Грайнд включает мониторы, проверяет соединения, поднимает большой палец и говорит, что у них есть связь с майором Томом.
— К нам сегодня не присоединится Йона Линна? — спрашивает Агнета.
— Он скоро будет, но мы можем начать с небольшого отдыха, пока ждём. Я только пойду вымою руки, — отвечает Эрик и выходит.
На трёх мониторах отображаются сигналы с двадцати двух датчиков, прикреплённых к телу Хьюго. Они отслеживают сердечный ритм, активность мозга, движения глаз и мышц на разных стадиях гипноза — при индукции, внушении и в глубоком трансе.
Эрик возвращается и садится рядом с Хьюго. Он повторяет многое из того, что говорил в прошлый раз, объясняя, как работает клинический гипноз, затем проводит с ним дыхательные и релаксационные упражнения.
Скептическая, шутливая манера мальчика исчезла. Теперь он выглядит скорее напуганным.
— Хьюго, мы ещё немного замедлим дыхание, — мягко говорит Эрик. — Здесь вы в безопасности. Не о чем беспокоиться. Вдохните носом, заполняя лёгкие, а затем медленно выдохните ртом. Почувствуйте, как веки тяжелеют.

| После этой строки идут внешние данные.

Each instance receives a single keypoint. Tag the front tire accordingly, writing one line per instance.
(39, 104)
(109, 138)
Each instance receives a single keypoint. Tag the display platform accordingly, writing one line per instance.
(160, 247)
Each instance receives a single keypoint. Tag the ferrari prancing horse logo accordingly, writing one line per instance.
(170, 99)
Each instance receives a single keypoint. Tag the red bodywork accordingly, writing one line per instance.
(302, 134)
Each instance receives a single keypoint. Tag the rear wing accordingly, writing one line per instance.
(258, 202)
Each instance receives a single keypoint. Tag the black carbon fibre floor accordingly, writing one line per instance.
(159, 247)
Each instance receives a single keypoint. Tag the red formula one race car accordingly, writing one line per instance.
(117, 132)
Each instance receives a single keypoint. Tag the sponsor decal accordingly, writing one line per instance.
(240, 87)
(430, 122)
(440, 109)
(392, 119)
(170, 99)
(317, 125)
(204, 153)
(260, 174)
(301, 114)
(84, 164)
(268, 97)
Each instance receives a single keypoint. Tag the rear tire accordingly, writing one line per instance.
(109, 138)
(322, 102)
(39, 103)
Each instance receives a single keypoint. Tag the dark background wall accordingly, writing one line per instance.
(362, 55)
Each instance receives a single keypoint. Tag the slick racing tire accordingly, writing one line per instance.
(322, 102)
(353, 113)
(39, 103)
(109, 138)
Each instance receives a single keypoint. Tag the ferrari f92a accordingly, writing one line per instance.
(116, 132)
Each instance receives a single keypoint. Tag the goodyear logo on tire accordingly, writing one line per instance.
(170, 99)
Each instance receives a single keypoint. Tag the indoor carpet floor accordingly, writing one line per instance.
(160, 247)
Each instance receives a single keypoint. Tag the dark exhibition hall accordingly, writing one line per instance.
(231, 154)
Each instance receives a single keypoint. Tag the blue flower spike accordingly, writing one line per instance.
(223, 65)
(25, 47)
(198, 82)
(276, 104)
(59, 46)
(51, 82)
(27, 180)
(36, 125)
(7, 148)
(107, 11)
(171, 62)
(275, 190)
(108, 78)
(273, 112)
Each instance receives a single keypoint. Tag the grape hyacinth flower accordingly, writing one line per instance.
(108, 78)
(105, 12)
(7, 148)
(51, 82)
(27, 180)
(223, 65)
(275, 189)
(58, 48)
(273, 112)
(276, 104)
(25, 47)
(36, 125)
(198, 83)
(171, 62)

Хьюго ощущает лёгкий запах мыла на руках доктора, пока тот терпеливо помогает ему расслабиться, уделяя особое внимание шее и челюсти. Эрик по очереди проходит все группы мышц, следит, чтобы они стали тяжёлыми и расслабленными, затем возвращается к шее и челюсти подростка. Тело постепенно тяжелеет, словно влипает в матрас.
— Теперь вы глубоко расслаблены, сердце бьётся ровно, и я хочу, чтобы вы сосредоточились на моём голосе, пока я считаю от ста до нуля. Девяносто девять, девяносто восемь… Вы спускаетесь по лестнице из тёмного лакированного дерева. С каждой цифрой вы делаете шаг. С каждым шагом вы чувствуете себя всё более расслабленным и сосредоточенным на моём голосе.
Хьюго представляет, как спускается по лестнице в огромный вестибюль.
— Продолжим. Восемьдесят четыре, восемьдесят три… Всё, кроме моего голоса, постепенно растворяется на периферии, — говорит Эрик. — Вы видите только широкую лестницу и мягкую красную дорожку… Вы продолжаете спускаться и чувствуете, как вас охватывает спокойствие… Восемьдесят два, все ступени одинаковой высоты и ширины… Восемьдесят один, восемьдесят…
Хьюго замечает, как детектив входит в комнату и садится на пустой стул, как и обещал Эрик. Это приносит короткое, успокаивающее ощущение порядка, и он отпускает эту мысль, продолжая спуск по лестнице.
Через некоторое время Эрик перестаёт описывать лестницу и сосредотачивается на дыхании Хьюго, его расслаблении и внутренней концентрации.
Хьюго чувствует, что тёмное дерево под его ногами начинает покачиваться, тихо вздрагивает при каждом шаге.
— Шестьдесят пять, шестьдесят четыре… Теперь нет ничего, кроме моего голоса и смысла моих слов внутри вас…
Глянцевое дерево бледнеет, замечает Хьюго. Оно превращается в металл, и величественная лестница закручивается в гигантский штопор.
— Сорок, тридцать девять, тридцать восемь…
Словно во сне, Хьюго спускается по стальной винтовой лестнице в узком колодце. Он хватается за холодные перила, и вся конструкция содрогается и раскачивается при каждом движении.
— Двадцать семь, двадцать шесть…
Сухая земля осыпается вокруг кронштейнов, тихо стуча по металлу.
Цифры падают медленно, втягивая дыхание, словно он крепко спит. Но в мыслях он уже бежит.
— Девятнадцать…
Тело кажется невероятно тяжёлым, будто на нём несколько плотных одеял, будто он принял слишком большую дозу прометазина.
— Четырнадцать… тринадцать…
Чувствуется, будто какая‑то невидимая, непреодолимая сила тянет его вниз, под землю.
— Двенадцать, одиннадцать, — мягко и монотонно говорит Эрик. — Вы продолжите спускаться, но, когда я… когда я дойду до нуля, вы вернётесь в кемпинг Бредэнг двадцать шестого ноября. Блондинка как раз собирается войти в фургон, но прежде, чем она откроет дверь, вы увидите её отражение в стекле. С тёмного неба падает снег и оседает, словно тонкий нимб, на спутниковой антенне.
Йона изучает спокойное лицо подростка в приглушённом свете, затем поворачивается к одному из экранов, где отслеживаются гамма‑волны в коре головного мозга. Бледный свет мониторов отражается в широко раскрытых глазах доктора Грайнда.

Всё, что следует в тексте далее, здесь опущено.